Rupert Goodwins' IDF Diary

Thursday 9/9/2004Last day and for many of those attending IDF, traditionally the tastiest. Chief technical officer Pat Gelsinger is the chap in charge of Intel's crystal ball, and this is the time he gets to give it a good rub in public.
Written by Rupert Goodwins, Contributor

Thursday 9/9/2004
Last day and for many of those attending IDF, traditionally the tastiest. Chief technical officer Pat Gelsinger is the chap in charge of Intel's crystal ball, and this is the time he gets to give it a good rub in public. Normally there's some pretty spiffing gadgetry involved, with enough test equipment on stage to restart the Apollo missions. Yet as we take our seats beneath the Sun of the Crashed Spectrum, the stage is bare. There's a desktop display in one corner, and a couple of comfy chairs in the other.

On strides Gelsinger, looking chipper enough. He launches into a folksy anecdote about what he was up to 35 years ago. The crowd murmurs, dangerously. He's up to something. But what?

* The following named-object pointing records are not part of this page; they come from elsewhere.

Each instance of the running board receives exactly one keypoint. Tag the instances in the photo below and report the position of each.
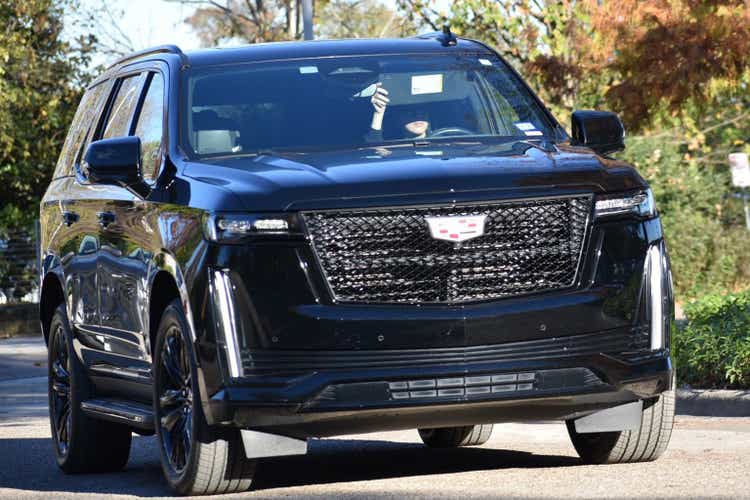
(122, 412)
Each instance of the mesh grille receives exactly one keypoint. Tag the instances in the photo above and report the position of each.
(388, 255)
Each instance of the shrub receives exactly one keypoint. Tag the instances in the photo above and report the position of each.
(713, 349)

Then onto the stage springs a dapper figure in a neat white Sigmund Freud beard, a well-fitting grey three-piece suit, and a curious nearly transparent boom mike. It's Vint Cerf, one of the inventors in 1969 of what would become TCP/IP -- and widely regarded as the founding father of the Internet.

It's hard to relate what the appearance does of this by-now mythical figure in front of an audience of geeks so Net-savvy that packets long ago replaced testosterone in their blood. There's the noise of 5,000 people simultaneously catching their breath, and for a second I'm worried that the crowd is going to leap up and surge forward onto the stage. Vint and Pat settle down in the comfy chairs and have a nice gossip about times past, times present and what's to come -- but I don't suppose it matters. They could be talking about growing tomatoes and swapping knitting patterns: for this lot, one of the Great Ones has descended. Perhaps Neil Armstrong could have beaten the buzz, but he'd have to have turned up in his working clothes.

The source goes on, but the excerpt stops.